On April 19th, Tocci and Autodesk co-hosted the successful “BIM: Prepare Your Campus” event.
Tocci, Autodesk, Harvard University, and Penn State presented to a group of institutional and medical campus owners, focusing on hands-on experiences with large-scale BIM implementation strategies. Both presenters and attending institutions brought unique perspectives to the discussion of how to successfully manage BIM implementation for large user groups such as medical or academic campuses.
Our discussion went beyond using BIM for design and construction and into how to capture the rich and valuable “I” in BIM. Lost information can cost designers, builders, and institutions huge amounts of money. Autodesk cited a NIST report which found that, on average, it costs owners $0.23 per square foot per year (recurring annual costs) to maintain buildings. The only resistance the Autodesk team has heard disputing this number is that it is too low. A significant amount of maintenance costs stem from researching problems before ever acting on their solutions. Imagine how much time and money could be saved by having readily accessible and easy-to-use building information for a campus like Penn State, the owner of over 28 million square feet!
The value of implementing BIM strategies was clear to all in attendance. The real challenge isn’t in deciding whether or not BIM is the right thing to do, but how to go about it and be successful. We were lucky to have industry trailblazers who were willing to share their insights. Here are a few of the key takeaways:
Begin with the end in mind.
Know what your institution needs out of a BIM implementation program. Dig in deep to develop a strong idea of what information would add the most value throughout the lifecycle of the building. This is the essential first step. Prioritize information that will help inform long-term decisions and short-term decisions for large and small-scale projects. The information that will be most helpful for campus-wide planning will not be the same information that is valuable to a one-room renovation.
Know what you want. Articulate what you want. Find an ally for your cause.
After deciding what information is necessary in order to see real value, clearly articulate those needs to internal or external BIM consultants, and others involved in BIM implementation strategy development.
Ask it and they will come.
Require that RFPs for major projects require BIM and stick to it. The upside to a down economy is that people want work and will work hard to get it.

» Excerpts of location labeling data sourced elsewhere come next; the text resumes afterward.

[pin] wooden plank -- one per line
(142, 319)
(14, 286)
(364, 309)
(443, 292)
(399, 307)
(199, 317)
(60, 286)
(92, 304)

The power of collaboration.
Flow of Building Information: Architects à Construction Managers à Subcontractors à Data Entry à Facility Managers. Think about the flow of knowledge from early design through occupancy and start the conversations between involved parties early. Open communication throughout all stages of design construction can help minimize information loss and the efficiency of doing so. Early collaboration reduces duplicated efforts which cost time and money.
Bad information is worse than no information.
Keep all information consistent throughout construction documents, databases, and other means of documentation uniform and standardized. Developing standards early will save time and make the end product more user-friendly.